Friday, November 6, 2009

Ticking Clocks

(Very minor spoilers: Alien, Aliens, High Noon, Almost Famous, Notorious, Little Miss Sunshine, Silence of the Lambs.)

“Ticking Clock” is a screenwriting term that refers to some kind of time limit on a story arc. It can be used for a scene, a sequence or the whole movie. The most obvious (and fairly cliché) example is a bomb with a countdown timer on it. The hero has to defuse the bomb before that timer gets to zero!

We can see plenty of similar examples in a wide variety of movies:

In High Noon (screenplay by Carl Foreman) the ticking clock is in the title. The bad guys are coming to town at noon. As the sheriff tries to gather allies to help him face down the villains, we constantly cut to shots of the clock getting closer and closer to noon.

Throughout the third act in both Alien (story by Dan O’Bannon and Ronald Shusett, screenplay by Dan O’Bannon) and Aliens (story by James Cameron and David Giler & Walter Hill, screenplay by James Cameron) we hear a computerized voice reading a countdown to imminent destruction – in the first movie the self-destruct sequence of the ship, and in the second movie that nuclear detonation of the facility’s failing power plant.

In The Silence of the Lambs (screenplay by Ted Tally) we know that the serial killer keeps his victims alive for several days – thus when a new victim is kidnapped, Clarice suddenly has a time limit to solve the case.

In Little Miss Sunshine (written by Michael Arndt) the family must get Olive to the beauty pageant before registration closes. As they get closer to that deadline, they get more and more desperate.

And that is the purpose of a ticking clock: to inject urgency and tension into the story or an individual scene. The ticking clock is related to the stakes. We know something good will happen if the character succeeds and something bad will happen if the character fails. A ticking clock gives the character a deadline to achieve success or failure.

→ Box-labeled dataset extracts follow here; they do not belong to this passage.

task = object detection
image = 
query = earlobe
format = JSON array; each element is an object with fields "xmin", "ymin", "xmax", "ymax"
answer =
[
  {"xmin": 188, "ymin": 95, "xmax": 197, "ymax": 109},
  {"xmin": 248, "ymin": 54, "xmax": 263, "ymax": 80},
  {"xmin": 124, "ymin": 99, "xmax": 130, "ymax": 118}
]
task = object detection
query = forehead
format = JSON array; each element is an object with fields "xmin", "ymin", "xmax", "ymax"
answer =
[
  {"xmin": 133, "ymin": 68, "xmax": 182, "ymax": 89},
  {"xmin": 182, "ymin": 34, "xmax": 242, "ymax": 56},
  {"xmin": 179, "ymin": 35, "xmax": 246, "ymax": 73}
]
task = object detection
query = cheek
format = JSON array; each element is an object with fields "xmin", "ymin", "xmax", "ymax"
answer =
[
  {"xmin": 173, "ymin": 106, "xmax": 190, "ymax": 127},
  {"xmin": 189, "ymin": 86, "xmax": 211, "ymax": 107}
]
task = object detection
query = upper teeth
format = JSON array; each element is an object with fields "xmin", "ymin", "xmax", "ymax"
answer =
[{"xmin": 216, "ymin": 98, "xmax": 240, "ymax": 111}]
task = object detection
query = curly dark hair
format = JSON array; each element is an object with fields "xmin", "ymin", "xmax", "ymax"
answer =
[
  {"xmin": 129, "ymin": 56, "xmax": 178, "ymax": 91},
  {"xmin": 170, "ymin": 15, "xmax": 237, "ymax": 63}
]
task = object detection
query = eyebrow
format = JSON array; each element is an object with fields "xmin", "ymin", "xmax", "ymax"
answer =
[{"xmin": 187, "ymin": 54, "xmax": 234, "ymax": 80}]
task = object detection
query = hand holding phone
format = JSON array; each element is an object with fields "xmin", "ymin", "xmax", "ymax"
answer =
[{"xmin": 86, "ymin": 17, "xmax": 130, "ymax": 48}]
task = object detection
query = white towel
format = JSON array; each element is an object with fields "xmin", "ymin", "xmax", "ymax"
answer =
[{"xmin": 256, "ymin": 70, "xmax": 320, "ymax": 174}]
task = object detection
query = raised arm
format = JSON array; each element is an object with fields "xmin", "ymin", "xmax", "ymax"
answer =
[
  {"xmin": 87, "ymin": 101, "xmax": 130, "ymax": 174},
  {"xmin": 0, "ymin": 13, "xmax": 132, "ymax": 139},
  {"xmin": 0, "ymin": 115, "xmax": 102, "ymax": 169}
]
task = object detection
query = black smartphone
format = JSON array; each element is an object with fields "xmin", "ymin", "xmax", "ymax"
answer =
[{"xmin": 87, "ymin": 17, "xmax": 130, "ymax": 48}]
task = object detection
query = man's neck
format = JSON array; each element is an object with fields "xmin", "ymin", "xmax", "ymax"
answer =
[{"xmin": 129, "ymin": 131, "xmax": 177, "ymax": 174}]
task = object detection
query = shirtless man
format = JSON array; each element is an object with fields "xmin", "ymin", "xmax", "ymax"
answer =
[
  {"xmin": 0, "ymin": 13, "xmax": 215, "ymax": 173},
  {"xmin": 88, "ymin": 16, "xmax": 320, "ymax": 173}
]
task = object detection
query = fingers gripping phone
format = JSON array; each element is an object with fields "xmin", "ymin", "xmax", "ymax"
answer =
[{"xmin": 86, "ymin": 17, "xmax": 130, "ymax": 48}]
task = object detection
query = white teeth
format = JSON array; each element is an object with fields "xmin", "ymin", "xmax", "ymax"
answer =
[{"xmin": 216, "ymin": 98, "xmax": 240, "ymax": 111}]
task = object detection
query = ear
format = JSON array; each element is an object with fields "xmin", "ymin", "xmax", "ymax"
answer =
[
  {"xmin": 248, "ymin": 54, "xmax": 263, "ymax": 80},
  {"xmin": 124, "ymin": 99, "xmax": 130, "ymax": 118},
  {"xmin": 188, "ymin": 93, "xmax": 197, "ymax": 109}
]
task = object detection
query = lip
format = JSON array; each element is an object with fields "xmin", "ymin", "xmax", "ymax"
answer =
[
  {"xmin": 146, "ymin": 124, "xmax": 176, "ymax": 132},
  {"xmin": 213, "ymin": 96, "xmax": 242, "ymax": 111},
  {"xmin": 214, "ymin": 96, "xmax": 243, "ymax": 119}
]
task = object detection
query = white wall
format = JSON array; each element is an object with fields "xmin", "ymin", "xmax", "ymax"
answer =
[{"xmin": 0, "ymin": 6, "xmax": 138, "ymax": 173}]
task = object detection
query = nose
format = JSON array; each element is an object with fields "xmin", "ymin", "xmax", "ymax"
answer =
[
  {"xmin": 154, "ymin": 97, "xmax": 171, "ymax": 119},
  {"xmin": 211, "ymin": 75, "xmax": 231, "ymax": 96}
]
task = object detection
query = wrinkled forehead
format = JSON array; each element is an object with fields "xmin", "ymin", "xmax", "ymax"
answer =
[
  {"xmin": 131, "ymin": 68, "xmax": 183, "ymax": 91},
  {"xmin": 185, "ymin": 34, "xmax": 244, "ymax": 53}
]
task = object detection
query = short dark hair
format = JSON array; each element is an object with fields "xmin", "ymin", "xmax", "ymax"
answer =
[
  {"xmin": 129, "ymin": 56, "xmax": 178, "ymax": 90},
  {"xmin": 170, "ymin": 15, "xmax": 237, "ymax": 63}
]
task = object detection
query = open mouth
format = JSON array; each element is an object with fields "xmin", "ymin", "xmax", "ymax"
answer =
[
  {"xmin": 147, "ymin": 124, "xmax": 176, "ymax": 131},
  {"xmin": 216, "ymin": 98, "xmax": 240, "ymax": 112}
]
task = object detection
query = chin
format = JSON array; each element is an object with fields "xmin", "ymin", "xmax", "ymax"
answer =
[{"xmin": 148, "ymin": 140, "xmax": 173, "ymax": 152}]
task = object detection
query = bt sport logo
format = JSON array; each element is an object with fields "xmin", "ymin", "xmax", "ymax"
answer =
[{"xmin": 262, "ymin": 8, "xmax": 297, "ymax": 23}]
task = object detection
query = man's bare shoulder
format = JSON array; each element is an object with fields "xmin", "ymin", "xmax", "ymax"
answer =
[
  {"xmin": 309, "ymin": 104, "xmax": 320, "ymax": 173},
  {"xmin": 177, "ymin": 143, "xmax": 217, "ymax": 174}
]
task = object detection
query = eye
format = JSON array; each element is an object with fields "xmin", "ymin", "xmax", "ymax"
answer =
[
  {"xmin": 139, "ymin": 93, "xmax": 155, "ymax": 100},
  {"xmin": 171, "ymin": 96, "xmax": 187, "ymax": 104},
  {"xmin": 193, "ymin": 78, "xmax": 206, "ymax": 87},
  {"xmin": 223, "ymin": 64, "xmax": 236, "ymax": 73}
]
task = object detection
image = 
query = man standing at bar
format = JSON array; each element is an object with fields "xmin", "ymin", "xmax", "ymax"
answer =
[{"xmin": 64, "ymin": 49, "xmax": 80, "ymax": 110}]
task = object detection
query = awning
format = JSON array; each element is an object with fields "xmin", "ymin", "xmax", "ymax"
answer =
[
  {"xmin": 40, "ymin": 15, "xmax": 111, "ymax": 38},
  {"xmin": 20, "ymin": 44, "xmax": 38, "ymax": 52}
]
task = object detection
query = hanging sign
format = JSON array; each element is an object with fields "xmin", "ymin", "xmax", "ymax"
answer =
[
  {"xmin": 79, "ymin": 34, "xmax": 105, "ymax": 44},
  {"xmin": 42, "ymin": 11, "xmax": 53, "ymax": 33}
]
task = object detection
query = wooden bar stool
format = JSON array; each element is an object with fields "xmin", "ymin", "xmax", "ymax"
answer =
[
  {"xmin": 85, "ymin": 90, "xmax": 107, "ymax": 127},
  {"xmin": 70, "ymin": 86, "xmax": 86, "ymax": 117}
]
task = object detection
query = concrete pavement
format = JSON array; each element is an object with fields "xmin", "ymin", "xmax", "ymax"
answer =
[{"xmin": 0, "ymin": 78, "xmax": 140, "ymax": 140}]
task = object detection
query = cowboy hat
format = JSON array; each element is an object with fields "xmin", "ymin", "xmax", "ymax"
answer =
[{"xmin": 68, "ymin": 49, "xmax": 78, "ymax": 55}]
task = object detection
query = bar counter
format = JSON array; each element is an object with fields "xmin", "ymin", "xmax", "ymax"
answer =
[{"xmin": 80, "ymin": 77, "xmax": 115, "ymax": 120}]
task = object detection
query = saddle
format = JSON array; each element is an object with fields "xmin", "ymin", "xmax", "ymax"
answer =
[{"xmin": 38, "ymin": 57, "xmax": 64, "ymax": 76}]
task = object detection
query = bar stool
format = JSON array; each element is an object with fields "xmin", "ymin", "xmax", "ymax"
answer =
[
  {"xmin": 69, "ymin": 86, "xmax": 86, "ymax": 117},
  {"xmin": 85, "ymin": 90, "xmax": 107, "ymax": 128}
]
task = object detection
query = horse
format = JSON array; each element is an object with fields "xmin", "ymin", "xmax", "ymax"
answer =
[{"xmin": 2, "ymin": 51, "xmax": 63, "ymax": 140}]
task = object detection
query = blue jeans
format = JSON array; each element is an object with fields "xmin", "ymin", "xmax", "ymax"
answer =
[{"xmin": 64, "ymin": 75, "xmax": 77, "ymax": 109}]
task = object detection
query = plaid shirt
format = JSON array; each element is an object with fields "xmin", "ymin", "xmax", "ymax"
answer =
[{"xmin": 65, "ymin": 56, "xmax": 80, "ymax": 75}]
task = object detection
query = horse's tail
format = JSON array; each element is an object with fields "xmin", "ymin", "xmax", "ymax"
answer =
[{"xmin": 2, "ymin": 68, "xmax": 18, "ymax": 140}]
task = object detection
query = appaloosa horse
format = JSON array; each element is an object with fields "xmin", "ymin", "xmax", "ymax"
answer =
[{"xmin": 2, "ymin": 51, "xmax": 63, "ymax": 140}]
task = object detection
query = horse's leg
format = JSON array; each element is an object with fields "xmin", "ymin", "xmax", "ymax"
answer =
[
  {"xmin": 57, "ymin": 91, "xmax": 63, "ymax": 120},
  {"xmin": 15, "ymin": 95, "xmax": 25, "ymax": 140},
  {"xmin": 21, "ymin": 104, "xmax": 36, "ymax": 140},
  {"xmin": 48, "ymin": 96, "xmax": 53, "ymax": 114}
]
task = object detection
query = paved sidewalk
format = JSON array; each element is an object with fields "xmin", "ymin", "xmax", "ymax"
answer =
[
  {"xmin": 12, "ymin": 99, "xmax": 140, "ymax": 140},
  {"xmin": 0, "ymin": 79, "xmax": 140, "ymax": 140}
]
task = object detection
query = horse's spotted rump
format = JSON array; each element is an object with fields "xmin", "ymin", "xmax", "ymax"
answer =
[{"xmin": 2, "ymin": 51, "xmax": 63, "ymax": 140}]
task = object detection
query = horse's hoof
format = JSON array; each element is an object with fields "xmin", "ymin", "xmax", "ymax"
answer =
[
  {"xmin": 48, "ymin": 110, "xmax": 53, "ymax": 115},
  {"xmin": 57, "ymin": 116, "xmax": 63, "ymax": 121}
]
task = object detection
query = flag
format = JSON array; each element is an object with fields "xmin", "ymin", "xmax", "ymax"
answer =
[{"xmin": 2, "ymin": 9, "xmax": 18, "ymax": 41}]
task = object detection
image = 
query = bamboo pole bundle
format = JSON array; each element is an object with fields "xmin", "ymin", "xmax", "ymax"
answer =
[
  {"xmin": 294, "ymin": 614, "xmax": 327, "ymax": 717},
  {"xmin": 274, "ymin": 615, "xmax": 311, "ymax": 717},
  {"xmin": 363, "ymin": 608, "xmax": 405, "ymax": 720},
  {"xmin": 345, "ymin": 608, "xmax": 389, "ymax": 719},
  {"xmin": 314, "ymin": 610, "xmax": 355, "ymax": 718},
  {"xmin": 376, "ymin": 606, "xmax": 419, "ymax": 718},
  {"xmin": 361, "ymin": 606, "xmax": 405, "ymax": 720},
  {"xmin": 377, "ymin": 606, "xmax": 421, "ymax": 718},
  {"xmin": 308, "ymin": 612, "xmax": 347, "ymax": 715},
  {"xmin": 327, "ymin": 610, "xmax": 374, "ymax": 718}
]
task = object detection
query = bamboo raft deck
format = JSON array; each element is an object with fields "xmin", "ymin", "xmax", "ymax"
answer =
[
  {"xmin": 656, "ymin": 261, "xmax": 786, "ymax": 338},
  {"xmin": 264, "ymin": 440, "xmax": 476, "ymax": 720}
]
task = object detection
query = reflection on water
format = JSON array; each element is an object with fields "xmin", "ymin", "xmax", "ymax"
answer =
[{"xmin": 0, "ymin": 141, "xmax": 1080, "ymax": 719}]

Consider Almost Famous (written by Cameron Crowe). It is a coming of age story about young William going on tour with a rock band to write an article for Rolling Stone. Like many road movies it’s a bit episodic. But as the deadline for delivering the article approaches and William repeatedly fails to convince the lead guitarist to give him a crucial interview, the tension ratchets up. William can’t just go along enjoying the adventure – he has to get his article done!

A ticking clock needn’t be a literal clock, of course. The deadline doesn’t even have to be at a specific time. We just need to know that at some point the opportunity for the hero to succeed will come to an end, and we need some way to measure how close we are to that point. For example in Speed (written by Graham Yost) the ticking clock is the gas gauge on the bus running down toward empty.

There’s a very clever ticking clock in one scene in Notorious (written by Ben Hecht). The spy characters played by Cary Grant and Ingrid Bergman have to get down to the wine cellar to look for a clue during a big party at the Nazi mansion. They’ve stolen a key to get access. But the champagne is running out. They have to do the job before the butler needs to go to the wine cellar for more champagne.

As Grant and Bergman make their way down to the cellar we keep cutting back to the ice bin filled with champagne bottles. Each time the number of bottles is getting smaller and smaller. The popping of champagne corks are like nails in our heroes’ coffins.

At first it seems like there is plenty of time. But then one obstacle after another interferes – a jealous husband, chatty guests, a broken bottle – and next thing we know the last champagne bottles are coming out of that bin and our heroes are still in harms way.

In this case we don’t have a specific time on the clock – like high noon – when the jig is up. Hitchcock is using intercutting to show us the window of opportunity slowly closing. This technique goes back to the days of silent film – the woman on the ice floe heading for the waterfall or the woman tied to the train tracks as the train approaches.

And imagine how much less exciting the scene would be if there was enough champagne in that bin to last the whole party.

Perhaps you've already realized that what we're talking about here is suspense. Ticking clocks are critical to building suspense. And I'll talk in more detail about suspense in my next post.

Does your story suffer from a lack of urgency? Try adding a ticking clock. Got a scene that lacks intensity? Ticking clock. It’s a powerful screenwriting tool.